– Ты, наверное, запутался в себе, – открыл рот трансгендер. – Скорее всего, тебя изводят кошмары. Чтобы абстрагироваться от реальности, ты пресёк любые эмоции, и теперь не замечаешь, когда злишься или грустишь, – гадало Жиголо.
– Ну, а ты смятено и обескуражено. Ты не ожидало, что убить человека проще, чем выключить телевизор, – бурчал Мама, виляя кадыком.
Анубис смутно ощущал некий подвох. Что-то не складывалось в их портретах. Последними в центре появились Пустыня и Калигула. Прежде чем сесть, император любезно поклонился своим поданным, а после сразу обратился к Пустыне:
– Думаешь, что ты здесь главный, раз собрал нас под одним потолком? – усмехнулся он, почёсывая какашную родинку на щеке. – Хочешь быть царём, так? Купаться в благодарности и почитании, да? – напирал мужчина, любуясь блеском туфель.
– Я услышал твои предположения, – вежливо отозвался Пустыня. – Мне же кажется, что в глубине души ты очень, очень хочешь исправиться, – прослезился он. Даже промокнул глаз краем растянутой футболки. – Что ж, а теперь я объясню, в чём соль этого эксперимента, – обратился к публике гитарист. – Вы все описывали исключительно себя.
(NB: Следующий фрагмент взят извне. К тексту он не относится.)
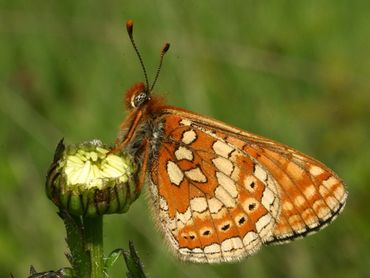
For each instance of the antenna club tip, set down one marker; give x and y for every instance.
(129, 26)
(166, 47)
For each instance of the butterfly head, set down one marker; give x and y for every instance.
(140, 94)
(137, 96)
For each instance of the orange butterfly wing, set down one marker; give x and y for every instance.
(222, 192)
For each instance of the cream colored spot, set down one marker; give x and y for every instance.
(268, 198)
(198, 204)
(183, 217)
(299, 201)
(323, 213)
(264, 225)
(295, 222)
(323, 190)
(260, 173)
(228, 184)
(330, 182)
(332, 203)
(174, 172)
(287, 206)
(183, 153)
(309, 191)
(309, 218)
(232, 244)
(185, 122)
(212, 249)
(315, 170)
(235, 174)
(189, 137)
(196, 175)
(339, 193)
(251, 240)
(225, 197)
(214, 205)
(250, 183)
(224, 165)
(163, 204)
(222, 148)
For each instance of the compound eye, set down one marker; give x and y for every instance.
(139, 99)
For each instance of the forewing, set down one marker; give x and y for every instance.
(222, 193)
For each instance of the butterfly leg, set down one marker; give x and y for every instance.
(144, 166)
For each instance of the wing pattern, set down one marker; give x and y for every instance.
(222, 193)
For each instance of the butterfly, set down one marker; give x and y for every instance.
(220, 193)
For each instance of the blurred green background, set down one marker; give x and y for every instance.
(295, 71)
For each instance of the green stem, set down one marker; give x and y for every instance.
(94, 243)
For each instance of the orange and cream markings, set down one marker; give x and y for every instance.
(220, 193)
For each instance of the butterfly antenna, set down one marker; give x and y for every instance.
(164, 50)
(130, 30)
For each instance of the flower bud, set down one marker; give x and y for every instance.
(88, 180)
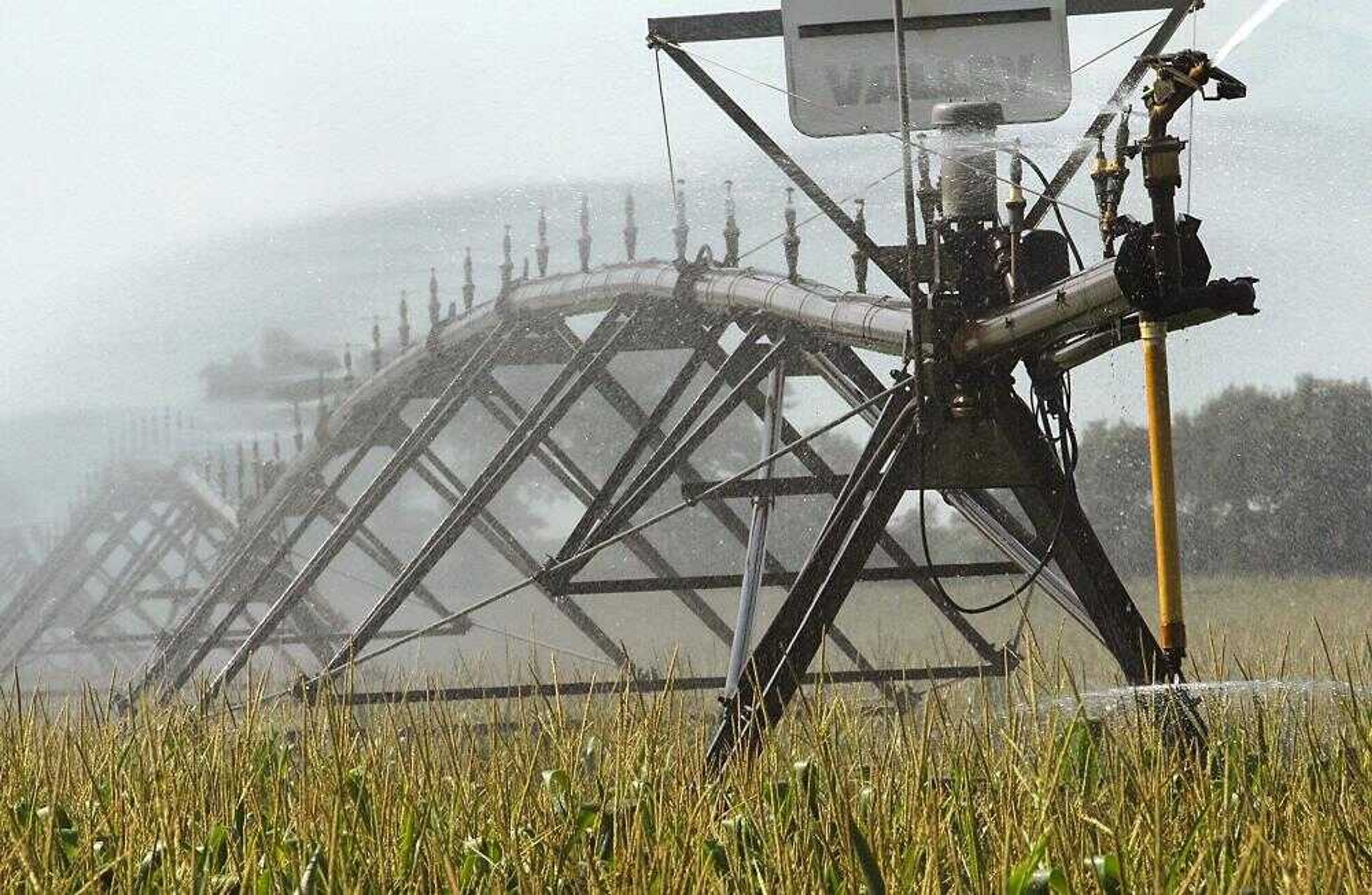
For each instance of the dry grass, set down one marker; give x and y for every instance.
(980, 788)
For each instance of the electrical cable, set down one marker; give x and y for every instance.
(884, 134)
(667, 134)
(1065, 444)
(1192, 112)
(1063, 224)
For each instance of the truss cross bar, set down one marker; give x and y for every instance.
(114, 537)
(153, 551)
(647, 434)
(660, 686)
(784, 161)
(677, 449)
(58, 560)
(504, 543)
(566, 389)
(633, 493)
(581, 485)
(789, 646)
(438, 415)
(377, 550)
(623, 403)
(732, 581)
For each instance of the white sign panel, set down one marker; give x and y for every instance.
(841, 61)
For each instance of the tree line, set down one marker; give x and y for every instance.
(1267, 482)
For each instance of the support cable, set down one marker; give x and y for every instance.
(667, 134)
(840, 113)
(1120, 46)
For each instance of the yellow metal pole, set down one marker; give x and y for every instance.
(1172, 629)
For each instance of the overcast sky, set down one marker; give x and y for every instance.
(131, 128)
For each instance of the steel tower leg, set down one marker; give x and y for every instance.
(792, 640)
(756, 537)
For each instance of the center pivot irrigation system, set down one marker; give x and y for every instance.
(986, 293)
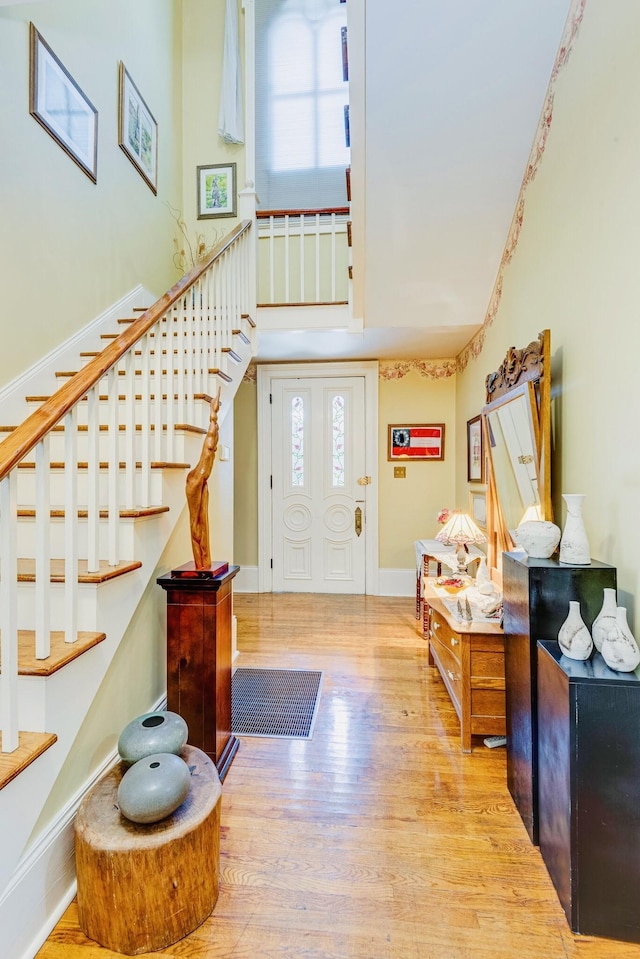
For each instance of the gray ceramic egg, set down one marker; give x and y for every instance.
(153, 788)
(158, 732)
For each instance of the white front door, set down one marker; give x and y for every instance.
(319, 484)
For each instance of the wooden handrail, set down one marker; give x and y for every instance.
(32, 430)
(338, 210)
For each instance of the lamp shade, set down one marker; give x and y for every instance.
(460, 529)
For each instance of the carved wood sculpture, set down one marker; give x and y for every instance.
(198, 491)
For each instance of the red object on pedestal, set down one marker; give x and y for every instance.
(217, 568)
(199, 617)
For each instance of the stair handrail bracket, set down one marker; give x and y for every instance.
(88, 453)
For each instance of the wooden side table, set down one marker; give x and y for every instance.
(470, 660)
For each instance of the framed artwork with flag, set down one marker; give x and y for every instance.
(416, 441)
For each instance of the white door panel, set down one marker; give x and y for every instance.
(318, 455)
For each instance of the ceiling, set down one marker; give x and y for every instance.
(443, 116)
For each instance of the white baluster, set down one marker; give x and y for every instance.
(93, 479)
(9, 615)
(43, 549)
(145, 422)
(113, 467)
(317, 257)
(129, 393)
(71, 525)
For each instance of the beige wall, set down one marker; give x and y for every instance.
(70, 248)
(575, 271)
(407, 507)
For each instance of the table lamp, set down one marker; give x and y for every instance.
(459, 531)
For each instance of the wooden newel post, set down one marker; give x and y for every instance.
(199, 617)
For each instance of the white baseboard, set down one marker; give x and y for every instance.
(44, 883)
(247, 580)
(397, 582)
(392, 582)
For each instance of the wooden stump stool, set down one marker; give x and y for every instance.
(143, 887)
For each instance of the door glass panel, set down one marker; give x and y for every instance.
(337, 411)
(297, 441)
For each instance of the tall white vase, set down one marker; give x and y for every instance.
(574, 637)
(574, 545)
(605, 621)
(619, 649)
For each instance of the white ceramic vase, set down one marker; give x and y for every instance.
(538, 538)
(619, 648)
(574, 638)
(574, 545)
(605, 621)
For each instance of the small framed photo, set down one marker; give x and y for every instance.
(475, 451)
(478, 508)
(59, 105)
(216, 190)
(137, 130)
(416, 441)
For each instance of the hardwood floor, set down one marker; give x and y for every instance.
(378, 838)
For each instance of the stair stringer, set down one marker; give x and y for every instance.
(29, 906)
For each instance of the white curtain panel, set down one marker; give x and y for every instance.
(230, 119)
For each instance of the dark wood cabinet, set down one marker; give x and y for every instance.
(589, 790)
(537, 593)
(199, 617)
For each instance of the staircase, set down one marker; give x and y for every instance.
(92, 484)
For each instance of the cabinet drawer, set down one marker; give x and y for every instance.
(442, 632)
(488, 664)
(449, 668)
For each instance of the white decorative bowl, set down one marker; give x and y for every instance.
(538, 538)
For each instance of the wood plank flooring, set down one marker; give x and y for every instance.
(378, 838)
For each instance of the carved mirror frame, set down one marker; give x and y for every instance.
(522, 371)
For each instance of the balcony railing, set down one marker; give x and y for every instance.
(303, 257)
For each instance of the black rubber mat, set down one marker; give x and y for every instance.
(275, 702)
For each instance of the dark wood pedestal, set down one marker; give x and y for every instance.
(589, 795)
(199, 616)
(537, 593)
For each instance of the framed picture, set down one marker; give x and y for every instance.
(59, 105)
(216, 190)
(475, 451)
(416, 441)
(478, 507)
(137, 130)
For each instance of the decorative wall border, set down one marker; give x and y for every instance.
(430, 369)
(574, 20)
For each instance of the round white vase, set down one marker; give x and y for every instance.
(605, 621)
(619, 648)
(574, 545)
(538, 538)
(574, 638)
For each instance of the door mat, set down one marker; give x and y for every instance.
(275, 702)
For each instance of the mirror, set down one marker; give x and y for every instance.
(512, 445)
(517, 432)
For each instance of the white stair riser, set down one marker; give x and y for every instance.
(174, 454)
(27, 538)
(26, 488)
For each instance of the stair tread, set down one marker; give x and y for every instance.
(28, 512)
(60, 654)
(82, 465)
(30, 746)
(27, 570)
Дорогие господа убийцы! Там, где стояло «ты», должно встать «я». И вы поймаете свои тайные чувства.
Ты трауром своих кудрей
Не затемнишь моих мечтаний
– Вилье де Лиль Адан
Сальери негодовал. Он ведь не относился к мнительным эгоистам, которые считают себя пупом земли! И к скудоумным психам не относился тоже! Он никем не хотел управлять, ублажая своё ЧСВ! Но разве не это ему давало писательство? Для своих героев он занимал место Бога. Создателя. Демиурга.
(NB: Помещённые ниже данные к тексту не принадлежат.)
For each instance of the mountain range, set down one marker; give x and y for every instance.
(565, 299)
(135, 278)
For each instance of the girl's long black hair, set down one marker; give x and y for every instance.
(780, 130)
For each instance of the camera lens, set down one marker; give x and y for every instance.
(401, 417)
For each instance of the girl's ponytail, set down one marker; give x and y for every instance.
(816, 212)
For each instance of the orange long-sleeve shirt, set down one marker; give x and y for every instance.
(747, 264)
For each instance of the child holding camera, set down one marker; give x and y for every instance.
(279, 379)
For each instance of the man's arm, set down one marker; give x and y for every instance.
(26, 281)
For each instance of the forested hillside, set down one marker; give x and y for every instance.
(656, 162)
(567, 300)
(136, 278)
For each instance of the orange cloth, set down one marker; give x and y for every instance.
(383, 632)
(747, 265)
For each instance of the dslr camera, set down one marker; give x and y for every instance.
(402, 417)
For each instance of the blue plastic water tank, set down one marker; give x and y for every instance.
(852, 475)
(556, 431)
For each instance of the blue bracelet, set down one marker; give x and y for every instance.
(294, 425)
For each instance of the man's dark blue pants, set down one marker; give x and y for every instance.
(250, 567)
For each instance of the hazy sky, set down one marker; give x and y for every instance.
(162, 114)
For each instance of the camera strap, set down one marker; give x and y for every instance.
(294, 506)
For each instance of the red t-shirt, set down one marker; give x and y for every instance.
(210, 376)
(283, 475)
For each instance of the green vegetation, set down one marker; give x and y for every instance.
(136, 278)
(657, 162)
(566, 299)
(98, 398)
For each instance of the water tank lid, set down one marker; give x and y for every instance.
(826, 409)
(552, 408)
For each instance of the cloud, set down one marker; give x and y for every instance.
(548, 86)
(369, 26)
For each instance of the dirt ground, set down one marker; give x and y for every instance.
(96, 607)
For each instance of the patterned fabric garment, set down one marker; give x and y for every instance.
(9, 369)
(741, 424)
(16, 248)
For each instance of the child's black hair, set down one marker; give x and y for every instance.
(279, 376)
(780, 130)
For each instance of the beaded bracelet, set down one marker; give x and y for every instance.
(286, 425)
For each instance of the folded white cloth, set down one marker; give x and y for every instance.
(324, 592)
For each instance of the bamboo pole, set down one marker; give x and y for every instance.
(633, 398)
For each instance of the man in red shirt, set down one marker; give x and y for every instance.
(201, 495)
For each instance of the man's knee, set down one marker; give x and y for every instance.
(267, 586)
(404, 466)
Ах, как же он жалок и груб! Нет в нём романтичной утончённости! Как хитро он тешил свой подлый умишко!
– На этом мы закончим сегодняшнее занятие, – подытожил Пустыня. – В следующий раз вы должны будете привести с собой друга, чтобы научиться создавать близкие отношения, – сообщил он, провожая замешкавшихся гостей.
Друга? Но Сальери вёл жизнь затворника – у него даже знакомых не было, не то что друзей! С кем ему заявиться? Парень не собирался унижаться и демонстрировать, насколько он одинок. Ему не требовались взгляды злорадной жалости и умильное снисхождение. Что если попросить кого-то подыграть? Но тогда он обнажит факт, что увеличил количество вакансий редактора.